We are all invited to “speak well,” to be “great communicators”, but less so to “listen well.” Listening also includes “listening to things”. Bridges talk, ships talk, cars talk, if only you know how to listen to their languages, if only you know where and what to watch for, if only you walk by with an eye, ear, and hands trained to catch emergencies, dissonances, and problems.
And if you feel like it.
– Listen to the ship.
– What’s there to listen to?
– Just listen to it.
from the movie “Pandorum – The Parallel Universe”.
We are pushed to be incisive, for example to pass a job interview, or in a public speaking course where we study the mechanisms to get an applause, or in advertising, the strategies to communicate to targets and persuade. But it is always a “one-way” communication. It is never true listening.
Listening is a holistic process. You can listen to a person, you can listen to a waterfall, you can listen to a river. And that has to do with fundamental issues like safety. Never, ever, would anyone think of “listening to a bridge,” or a ship, or an airplane.

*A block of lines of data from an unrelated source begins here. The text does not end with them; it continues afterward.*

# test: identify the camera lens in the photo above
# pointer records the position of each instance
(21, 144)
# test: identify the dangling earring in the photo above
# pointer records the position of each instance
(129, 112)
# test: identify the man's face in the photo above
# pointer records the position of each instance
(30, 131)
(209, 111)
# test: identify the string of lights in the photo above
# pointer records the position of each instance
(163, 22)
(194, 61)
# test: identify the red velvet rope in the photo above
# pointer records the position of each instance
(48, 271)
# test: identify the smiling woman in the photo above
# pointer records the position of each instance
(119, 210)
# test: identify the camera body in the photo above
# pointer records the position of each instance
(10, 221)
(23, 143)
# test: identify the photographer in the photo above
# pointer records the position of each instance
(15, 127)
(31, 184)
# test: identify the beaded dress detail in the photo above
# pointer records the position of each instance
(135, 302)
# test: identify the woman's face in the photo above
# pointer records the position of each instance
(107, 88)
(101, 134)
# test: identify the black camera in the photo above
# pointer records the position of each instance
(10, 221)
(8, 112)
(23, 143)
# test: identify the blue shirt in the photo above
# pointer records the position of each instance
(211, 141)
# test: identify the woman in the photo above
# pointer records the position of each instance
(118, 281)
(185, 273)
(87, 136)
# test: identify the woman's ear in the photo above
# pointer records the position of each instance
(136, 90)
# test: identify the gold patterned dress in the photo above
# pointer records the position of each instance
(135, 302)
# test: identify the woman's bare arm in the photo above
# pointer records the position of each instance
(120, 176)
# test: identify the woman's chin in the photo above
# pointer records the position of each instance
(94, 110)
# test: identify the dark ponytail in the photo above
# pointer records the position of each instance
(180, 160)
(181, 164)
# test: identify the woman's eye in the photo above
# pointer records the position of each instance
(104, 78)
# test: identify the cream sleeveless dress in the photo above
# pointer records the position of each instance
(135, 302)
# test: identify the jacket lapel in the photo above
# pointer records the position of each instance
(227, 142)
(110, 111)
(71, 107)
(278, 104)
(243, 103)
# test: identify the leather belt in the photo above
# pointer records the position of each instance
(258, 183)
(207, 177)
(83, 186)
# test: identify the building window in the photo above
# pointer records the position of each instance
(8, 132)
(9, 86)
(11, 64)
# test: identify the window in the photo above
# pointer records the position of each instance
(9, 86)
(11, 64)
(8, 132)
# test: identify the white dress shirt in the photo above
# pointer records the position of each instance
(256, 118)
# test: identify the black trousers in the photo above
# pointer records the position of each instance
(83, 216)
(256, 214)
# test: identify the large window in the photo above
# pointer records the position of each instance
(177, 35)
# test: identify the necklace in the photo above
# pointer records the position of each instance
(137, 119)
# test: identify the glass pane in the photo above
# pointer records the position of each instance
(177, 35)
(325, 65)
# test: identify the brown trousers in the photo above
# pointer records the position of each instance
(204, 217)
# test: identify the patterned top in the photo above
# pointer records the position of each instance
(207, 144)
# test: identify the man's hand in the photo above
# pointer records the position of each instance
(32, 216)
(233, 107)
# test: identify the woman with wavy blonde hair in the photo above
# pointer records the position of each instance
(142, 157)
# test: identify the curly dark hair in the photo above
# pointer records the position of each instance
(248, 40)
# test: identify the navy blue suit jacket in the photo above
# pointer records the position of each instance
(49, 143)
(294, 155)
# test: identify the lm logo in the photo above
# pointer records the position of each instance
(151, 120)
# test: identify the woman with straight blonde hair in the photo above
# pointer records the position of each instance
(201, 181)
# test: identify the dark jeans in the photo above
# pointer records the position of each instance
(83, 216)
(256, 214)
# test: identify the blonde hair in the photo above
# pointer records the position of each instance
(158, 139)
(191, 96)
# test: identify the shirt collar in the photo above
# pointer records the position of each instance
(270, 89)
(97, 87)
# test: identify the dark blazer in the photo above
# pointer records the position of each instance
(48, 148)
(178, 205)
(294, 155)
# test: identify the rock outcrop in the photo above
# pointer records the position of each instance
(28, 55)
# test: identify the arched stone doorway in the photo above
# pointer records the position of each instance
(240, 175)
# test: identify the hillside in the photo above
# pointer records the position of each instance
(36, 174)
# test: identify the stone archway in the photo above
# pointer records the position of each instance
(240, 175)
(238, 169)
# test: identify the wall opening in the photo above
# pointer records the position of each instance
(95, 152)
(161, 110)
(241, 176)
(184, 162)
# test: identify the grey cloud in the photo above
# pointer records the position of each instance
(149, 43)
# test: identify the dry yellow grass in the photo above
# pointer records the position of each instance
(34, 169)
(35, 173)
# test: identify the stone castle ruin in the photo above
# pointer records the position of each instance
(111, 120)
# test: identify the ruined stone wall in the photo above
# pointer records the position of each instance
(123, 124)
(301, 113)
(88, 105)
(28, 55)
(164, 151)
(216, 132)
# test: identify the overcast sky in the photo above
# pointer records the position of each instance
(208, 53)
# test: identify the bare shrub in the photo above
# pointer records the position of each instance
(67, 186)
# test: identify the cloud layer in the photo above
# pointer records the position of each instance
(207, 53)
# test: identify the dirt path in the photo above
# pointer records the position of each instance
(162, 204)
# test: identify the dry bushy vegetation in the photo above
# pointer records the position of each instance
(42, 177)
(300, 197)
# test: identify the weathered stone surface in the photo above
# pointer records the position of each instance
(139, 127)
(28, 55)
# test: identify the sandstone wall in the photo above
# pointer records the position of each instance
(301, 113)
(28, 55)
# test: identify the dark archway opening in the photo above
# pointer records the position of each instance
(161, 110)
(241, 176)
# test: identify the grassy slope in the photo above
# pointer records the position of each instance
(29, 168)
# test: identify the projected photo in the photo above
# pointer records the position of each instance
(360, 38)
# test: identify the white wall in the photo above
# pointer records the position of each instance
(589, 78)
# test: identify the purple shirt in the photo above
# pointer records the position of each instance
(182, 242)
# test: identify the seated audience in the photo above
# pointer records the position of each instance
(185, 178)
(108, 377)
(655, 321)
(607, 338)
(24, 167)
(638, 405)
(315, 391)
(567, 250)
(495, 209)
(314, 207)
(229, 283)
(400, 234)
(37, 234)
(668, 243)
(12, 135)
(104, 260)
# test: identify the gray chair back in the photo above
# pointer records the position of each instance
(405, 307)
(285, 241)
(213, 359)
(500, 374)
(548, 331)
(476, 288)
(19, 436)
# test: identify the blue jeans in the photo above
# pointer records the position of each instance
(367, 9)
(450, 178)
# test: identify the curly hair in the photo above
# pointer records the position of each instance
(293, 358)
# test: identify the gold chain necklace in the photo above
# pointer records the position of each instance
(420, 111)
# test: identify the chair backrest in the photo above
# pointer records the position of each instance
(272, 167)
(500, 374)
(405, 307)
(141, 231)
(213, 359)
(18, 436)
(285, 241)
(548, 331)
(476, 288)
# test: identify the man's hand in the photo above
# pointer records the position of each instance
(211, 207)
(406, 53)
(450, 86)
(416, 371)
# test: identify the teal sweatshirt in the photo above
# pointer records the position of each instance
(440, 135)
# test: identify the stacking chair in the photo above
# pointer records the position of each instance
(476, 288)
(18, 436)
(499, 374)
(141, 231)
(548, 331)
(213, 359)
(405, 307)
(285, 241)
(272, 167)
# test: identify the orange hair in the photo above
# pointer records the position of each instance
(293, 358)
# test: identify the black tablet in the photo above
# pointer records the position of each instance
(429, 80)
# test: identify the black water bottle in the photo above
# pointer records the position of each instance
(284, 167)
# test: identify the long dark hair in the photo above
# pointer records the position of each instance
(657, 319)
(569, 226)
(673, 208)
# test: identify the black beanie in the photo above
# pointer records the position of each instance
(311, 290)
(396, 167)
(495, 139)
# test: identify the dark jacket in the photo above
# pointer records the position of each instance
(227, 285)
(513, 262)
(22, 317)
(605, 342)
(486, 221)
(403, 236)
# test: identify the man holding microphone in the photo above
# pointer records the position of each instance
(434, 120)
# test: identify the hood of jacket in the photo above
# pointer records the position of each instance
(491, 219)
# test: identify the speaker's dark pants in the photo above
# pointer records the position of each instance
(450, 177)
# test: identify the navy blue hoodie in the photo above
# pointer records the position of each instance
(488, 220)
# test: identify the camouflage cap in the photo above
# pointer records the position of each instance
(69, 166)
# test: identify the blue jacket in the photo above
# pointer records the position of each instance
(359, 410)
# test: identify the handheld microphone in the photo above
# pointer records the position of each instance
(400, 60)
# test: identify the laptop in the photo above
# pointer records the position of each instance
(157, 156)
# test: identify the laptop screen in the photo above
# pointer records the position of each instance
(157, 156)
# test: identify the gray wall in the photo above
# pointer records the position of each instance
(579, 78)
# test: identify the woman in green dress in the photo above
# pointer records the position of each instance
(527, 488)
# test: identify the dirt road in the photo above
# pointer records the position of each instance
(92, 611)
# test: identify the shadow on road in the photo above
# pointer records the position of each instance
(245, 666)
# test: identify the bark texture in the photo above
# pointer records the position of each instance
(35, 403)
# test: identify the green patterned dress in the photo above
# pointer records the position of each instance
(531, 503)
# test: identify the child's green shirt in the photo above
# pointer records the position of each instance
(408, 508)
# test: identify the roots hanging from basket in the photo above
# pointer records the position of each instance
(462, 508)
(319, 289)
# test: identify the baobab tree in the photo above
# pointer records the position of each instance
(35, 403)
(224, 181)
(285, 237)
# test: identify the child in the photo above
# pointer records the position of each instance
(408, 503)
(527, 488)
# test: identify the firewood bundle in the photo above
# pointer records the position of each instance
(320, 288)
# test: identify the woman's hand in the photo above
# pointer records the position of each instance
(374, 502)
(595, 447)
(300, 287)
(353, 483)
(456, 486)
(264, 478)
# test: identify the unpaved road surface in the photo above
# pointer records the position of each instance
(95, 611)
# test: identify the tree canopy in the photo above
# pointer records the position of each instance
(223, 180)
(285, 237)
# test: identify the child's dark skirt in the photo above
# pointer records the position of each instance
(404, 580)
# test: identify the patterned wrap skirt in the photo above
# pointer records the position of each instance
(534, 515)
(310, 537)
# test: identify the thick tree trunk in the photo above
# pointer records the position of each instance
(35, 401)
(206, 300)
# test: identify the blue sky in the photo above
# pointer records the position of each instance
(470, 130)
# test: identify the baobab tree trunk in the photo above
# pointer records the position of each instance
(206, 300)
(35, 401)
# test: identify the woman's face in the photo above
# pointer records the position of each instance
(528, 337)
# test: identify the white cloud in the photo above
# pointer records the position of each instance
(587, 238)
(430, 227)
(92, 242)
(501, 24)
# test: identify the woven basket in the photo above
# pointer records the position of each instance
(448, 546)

The other side of the communication coin, knowing how to listen, how to perceive, has disappeared. Incorporated by a world that “goes too fast” to afford the luxury of stopping to listen. Yet, without listening, we die. You don’t pick up on danger signals, you don’t grasp the nature of subtle messages.
Before it dies or gives way, a structure gives many signals, the case of the 300-meter viaduct that fell in Genoa being an example.
During a period of my life of some years, when I was in charge of coaching Cruise Ship Commanders, with 5,000 people on board, and a staggering burden of responsibility on my back, I used to make the commanders and vice-commanders perform a special exercise, I used to say “Now lie down on the ground and listen to the ship“. “Close your eyes. Listen to the ship.” At first they were stunned, but then after a few minutes an enormous number of signals emerged, the perception became more acute, from the known vibrations to those they had never heard, from the noise of a pump they had never heard (yet it had always been there), to the ability to do a “holistic listening” of the ship, roll, pitch, including the men, the crews, their real conversations and emotional states in manoeuvre.
The “listening to the machine” part is called in my method “Structural Listening”, the “human” part is called “Listening to Emotional Climates, or “Listening to Emotional Aquariums” when applied to Team Leadership situations.
It is time to give dignity and method back to the “hidden part of communication” that is precisely listening, whether it is actively listening to a structure, or empathically to a family member, a worker, a supplier, or a client, or to better understand the data of a work project, to better connect to the emotions of others, to understand one’s own crew and team and understand in what emotional condition they are in, to know how to intervene when necessary.